Tightly coupled systems are ones in which a change of one part
of the system will require changes to many of the other parts of the
system to maintain functionality. Loosely coupled systems
allow for parts of the system to be changed or replaced without
necessitating wholesale changes to the entire system. For a portal,
understanding the relationship between the content, interface, and
infrastructure will tell you a great deal about the degree of
coupling in your system. Tightly coupled systems are bad. You
don't want a system where a change in the interface requires major
changes to the infrastructure (or vice versa), or, worse yet, major
revisions to the content. Tightly coupled systems also tend to
require a single individual who is an expert in all three of the
areas we've been discussing, and that's probably not realistic or
desirable. What you really want is a loosely coupled system where
experts from the three areas can work somewhat independently on their
particular issues (in the computer industry this is often called
separating the business logic from the display logic).
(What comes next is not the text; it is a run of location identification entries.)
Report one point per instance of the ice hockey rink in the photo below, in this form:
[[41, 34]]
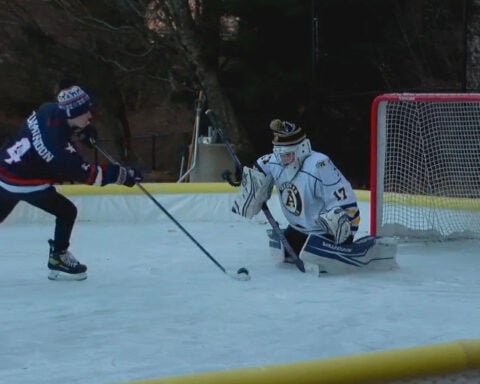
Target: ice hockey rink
[[154, 305]]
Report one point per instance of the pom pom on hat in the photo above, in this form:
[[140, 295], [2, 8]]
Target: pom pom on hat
[[286, 133], [74, 101]]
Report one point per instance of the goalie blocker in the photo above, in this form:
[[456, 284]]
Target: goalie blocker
[[322, 256]]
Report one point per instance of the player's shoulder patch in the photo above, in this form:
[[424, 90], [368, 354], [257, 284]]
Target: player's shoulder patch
[[265, 158]]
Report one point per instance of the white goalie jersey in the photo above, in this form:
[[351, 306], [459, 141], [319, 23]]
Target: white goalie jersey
[[316, 188]]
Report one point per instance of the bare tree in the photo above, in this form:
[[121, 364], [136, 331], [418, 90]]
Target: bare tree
[[473, 45]]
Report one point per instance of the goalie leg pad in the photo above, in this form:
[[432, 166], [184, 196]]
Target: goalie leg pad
[[336, 223], [366, 254], [255, 189]]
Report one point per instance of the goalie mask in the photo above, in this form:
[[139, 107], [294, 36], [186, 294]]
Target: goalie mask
[[290, 146]]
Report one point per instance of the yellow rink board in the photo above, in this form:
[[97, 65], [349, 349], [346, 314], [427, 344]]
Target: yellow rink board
[[80, 189], [368, 368]]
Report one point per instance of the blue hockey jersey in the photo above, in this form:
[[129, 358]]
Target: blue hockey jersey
[[42, 154]]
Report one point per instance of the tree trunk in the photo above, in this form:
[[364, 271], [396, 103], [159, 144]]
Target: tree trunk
[[472, 64]]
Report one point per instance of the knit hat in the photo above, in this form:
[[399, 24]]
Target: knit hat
[[74, 101], [286, 133]]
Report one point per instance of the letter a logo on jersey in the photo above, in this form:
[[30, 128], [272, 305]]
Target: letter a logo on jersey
[[291, 199]]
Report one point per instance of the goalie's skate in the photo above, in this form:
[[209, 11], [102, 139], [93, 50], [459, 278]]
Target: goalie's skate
[[64, 266]]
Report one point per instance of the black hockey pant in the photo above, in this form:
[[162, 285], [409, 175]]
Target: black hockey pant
[[50, 201]]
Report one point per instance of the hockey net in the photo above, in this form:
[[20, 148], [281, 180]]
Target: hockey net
[[425, 166]]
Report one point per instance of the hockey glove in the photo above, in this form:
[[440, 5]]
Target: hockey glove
[[255, 189], [88, 135], [133, 176], [116, 174], [336, 224]]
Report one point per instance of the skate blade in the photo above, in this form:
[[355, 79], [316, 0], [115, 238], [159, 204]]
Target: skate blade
[[61, 276]]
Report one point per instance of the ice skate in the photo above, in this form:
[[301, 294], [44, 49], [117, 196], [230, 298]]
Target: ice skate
[[64, 266]]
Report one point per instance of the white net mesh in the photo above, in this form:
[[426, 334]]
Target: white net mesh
[[428, 166]]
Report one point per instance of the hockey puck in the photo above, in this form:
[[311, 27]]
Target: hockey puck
[[244, 272]]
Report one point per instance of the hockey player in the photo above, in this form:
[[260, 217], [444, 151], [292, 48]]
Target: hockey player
[[42, 154], [317, 200]]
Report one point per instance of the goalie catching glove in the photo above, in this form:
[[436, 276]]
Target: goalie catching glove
[[336, 224], [255, 189]]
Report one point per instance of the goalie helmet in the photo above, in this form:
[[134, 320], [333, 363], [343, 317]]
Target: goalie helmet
[[290, 146]]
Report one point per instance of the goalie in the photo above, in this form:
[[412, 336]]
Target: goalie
[[317, 200]]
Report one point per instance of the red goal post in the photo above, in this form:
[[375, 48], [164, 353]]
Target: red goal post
[[425, 165]]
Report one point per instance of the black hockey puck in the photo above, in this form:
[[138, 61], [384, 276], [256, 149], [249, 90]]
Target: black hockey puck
[[244, 273]]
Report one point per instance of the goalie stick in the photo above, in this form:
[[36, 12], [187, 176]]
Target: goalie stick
[[241, 274], [266, 211]]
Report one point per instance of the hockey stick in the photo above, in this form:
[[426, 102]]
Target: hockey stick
[[266, 211], [242, 273]]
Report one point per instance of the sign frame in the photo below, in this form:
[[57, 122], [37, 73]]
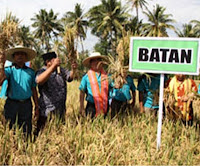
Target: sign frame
[[131, 54]]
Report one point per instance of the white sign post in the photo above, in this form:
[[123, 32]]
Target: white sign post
[[164, 56]]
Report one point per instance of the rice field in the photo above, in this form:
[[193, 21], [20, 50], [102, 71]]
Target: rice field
[[130, 140]]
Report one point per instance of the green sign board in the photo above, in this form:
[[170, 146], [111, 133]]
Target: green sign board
[[164, 55]]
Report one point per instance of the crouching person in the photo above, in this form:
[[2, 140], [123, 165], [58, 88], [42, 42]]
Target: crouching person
[[121, 96]]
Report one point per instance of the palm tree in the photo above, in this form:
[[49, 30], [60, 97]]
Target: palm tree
[[196, 27], [137, 4], [187, 31], [47, 26], [77, 21], [158, 22], [107, 20]]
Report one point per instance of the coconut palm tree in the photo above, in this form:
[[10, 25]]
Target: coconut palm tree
[[77, 21], [196, 27], [47, 26], [187, 31], [107, 20], [158, 23], [137, 4]]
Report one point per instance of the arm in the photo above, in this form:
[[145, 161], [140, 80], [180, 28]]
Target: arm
[[82, 96], [2, 72], [35, 100], [43, 77], [133, 98], [73, 71], [141, 101]]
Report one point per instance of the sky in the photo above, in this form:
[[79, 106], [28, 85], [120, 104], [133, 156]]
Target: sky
[[182, 11]]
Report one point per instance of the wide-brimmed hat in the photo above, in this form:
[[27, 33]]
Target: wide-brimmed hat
[[94, 55], [49, 56], [30, 53]]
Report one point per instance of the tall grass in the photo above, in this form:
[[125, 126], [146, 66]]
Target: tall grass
[[130, 140]]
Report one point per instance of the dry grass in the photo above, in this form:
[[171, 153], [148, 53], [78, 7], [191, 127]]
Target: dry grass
[[128, 141]]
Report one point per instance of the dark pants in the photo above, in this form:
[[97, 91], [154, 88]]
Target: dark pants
[[118, 107], [19, 112], [42, 120], [91, 110]]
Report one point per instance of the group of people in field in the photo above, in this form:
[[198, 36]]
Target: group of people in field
[[96, 87]]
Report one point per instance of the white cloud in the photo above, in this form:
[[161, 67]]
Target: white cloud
[[183, 11]]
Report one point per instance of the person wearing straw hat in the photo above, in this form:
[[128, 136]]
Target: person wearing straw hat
[[183, 89], [52, 88], [21, 87], [96, 87]]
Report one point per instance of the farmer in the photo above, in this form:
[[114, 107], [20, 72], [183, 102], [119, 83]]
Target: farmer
[[148, 87], [52, 88], [121, 96], [183, 90], [95, 85], [21, 87]]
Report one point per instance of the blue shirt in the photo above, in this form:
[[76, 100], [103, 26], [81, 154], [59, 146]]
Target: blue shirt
[[199, 89], [148, 87], [86, 87], [20, 82], [4, 89], [123, 94]]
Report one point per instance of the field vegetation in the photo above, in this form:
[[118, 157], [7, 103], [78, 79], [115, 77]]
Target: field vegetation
[[127, 140]]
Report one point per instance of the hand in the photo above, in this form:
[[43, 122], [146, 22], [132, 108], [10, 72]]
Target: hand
[[184, 98], [74, 66], [82, 112], [37, 113], [56, 62]]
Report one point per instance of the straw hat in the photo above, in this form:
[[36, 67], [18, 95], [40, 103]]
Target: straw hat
[[30, 53], [94, 55]]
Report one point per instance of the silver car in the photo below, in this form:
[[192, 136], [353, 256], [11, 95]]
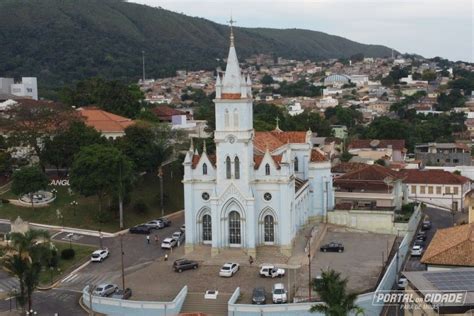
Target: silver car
[[105, 289]]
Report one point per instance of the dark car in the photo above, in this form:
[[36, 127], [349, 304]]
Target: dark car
[[259, 296], [426, 225], [140, 229], [184, 264], [122, 294], [166, 222], [332, 246]]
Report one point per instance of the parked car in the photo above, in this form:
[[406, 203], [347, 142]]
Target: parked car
[[271, 271], [332, 246], [165, 221], [416, 251], [402, 283], [105, 289], [100, 255], [169, 243], [155, 224], [259, 296], [179, 236], [426, 225], [184, 264], [229, 269], [279, 293], [122, 294], [140, 229]]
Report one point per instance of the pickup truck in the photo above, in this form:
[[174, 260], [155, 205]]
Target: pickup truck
[[271, 271]]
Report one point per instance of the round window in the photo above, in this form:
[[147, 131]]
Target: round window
[[267, 196]]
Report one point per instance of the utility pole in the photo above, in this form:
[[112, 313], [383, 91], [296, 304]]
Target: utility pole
[[121, 255], [143, 59]]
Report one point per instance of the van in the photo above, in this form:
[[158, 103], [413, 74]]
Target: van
[[279, 294]]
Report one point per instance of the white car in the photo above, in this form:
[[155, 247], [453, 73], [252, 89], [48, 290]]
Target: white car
[[279, 294], [168, 243], [105, 289], [416, 251], [229, 269], [100, 255], [155, 224], [271, 271]]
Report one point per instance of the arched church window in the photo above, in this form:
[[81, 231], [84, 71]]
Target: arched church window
[[236, 118], [237, 168], [226, 118], [269, 228], [234, 228], [206, 228], [227, 168]]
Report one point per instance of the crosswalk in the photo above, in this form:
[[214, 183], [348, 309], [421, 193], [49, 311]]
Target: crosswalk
[[78, 281], [8, 284]]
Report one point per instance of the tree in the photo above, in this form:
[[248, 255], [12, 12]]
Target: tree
[[144, 147], [100, 170], [29, 180], [113, 96], [332, 291], [28, 124], [29, 252], [59, 151]]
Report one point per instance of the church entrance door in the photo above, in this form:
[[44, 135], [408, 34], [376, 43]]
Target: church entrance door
[[234, 229]]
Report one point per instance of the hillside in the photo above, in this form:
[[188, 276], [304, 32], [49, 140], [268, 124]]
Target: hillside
[[60, 41]]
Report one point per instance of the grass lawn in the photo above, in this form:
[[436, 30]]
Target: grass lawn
[[82, 255], [146, 189]]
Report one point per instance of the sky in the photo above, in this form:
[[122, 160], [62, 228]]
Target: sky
[[426, 27]]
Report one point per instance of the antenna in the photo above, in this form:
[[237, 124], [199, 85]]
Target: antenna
[[143, 59]]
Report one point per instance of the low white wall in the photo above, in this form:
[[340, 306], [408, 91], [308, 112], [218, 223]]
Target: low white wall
[[375, 221]]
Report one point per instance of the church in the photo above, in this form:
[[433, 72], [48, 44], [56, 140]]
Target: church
[[259, 188]]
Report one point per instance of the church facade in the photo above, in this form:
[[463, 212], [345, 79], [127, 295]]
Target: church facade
[[259, 188]]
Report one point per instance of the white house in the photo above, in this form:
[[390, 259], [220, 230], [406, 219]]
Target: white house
[[259, 188]]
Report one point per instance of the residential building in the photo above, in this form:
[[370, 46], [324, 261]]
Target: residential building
[[444, 154], [451, 248], [108, 124], [436, 188], [372, 187], [27, 87], [423, 284], [374, 149], [259, 188], [339, 131]]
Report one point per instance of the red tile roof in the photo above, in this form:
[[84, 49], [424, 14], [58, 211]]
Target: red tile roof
[[432, 176], [258, 160], [104, 121], [274, 139], [317, 156], [451, 246], [398, 144]]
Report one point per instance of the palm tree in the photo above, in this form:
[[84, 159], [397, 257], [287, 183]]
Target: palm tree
[[28, 253], [331, 288]]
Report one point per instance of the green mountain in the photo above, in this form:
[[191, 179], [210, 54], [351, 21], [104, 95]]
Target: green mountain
[[60, 41]]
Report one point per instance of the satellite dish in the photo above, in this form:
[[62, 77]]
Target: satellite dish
[[374, 143]]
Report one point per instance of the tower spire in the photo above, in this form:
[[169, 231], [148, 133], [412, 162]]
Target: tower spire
[[231, 22]]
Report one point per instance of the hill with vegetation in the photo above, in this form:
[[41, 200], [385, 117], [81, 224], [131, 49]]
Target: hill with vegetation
[[61, 41]]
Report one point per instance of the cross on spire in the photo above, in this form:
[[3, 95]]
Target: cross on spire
[[231, 22]]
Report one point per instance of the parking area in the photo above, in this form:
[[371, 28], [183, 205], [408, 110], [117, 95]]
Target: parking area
[[361, 262]]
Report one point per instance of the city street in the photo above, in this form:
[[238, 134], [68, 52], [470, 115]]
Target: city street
[[64, 298]]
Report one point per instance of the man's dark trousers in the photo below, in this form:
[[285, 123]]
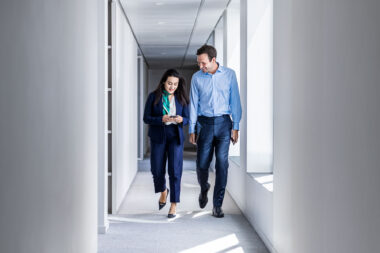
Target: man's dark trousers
[[213, 133]]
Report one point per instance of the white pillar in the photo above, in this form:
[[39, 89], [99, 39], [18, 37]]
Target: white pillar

Obviously no system can be completely decoupled, or it wouldn't
function. The goal here is to have a system that is coupled in well
defined and reasonable ways and that allows everyone to do the work
for which they are best suited.
At this point I suspect you have almost as many questions as you
did at the start of this, but hopefully they're at least
different ones. I'd like this column to reflect your concerns
and issues, so let me know what you're thinking, what you're
wondering, and we can talk about it here together. As we all stand
witnessing this river, most of you are probably looking from the
student affairs side of the river across at the technology side. Go
ahead and wave, because I'm on the technology shore looking over at
you all. If you're willing to wade in and get wet, so am I. Maybe the
answers to all our questions are in the middle of this river - if
we're just willing to look for them.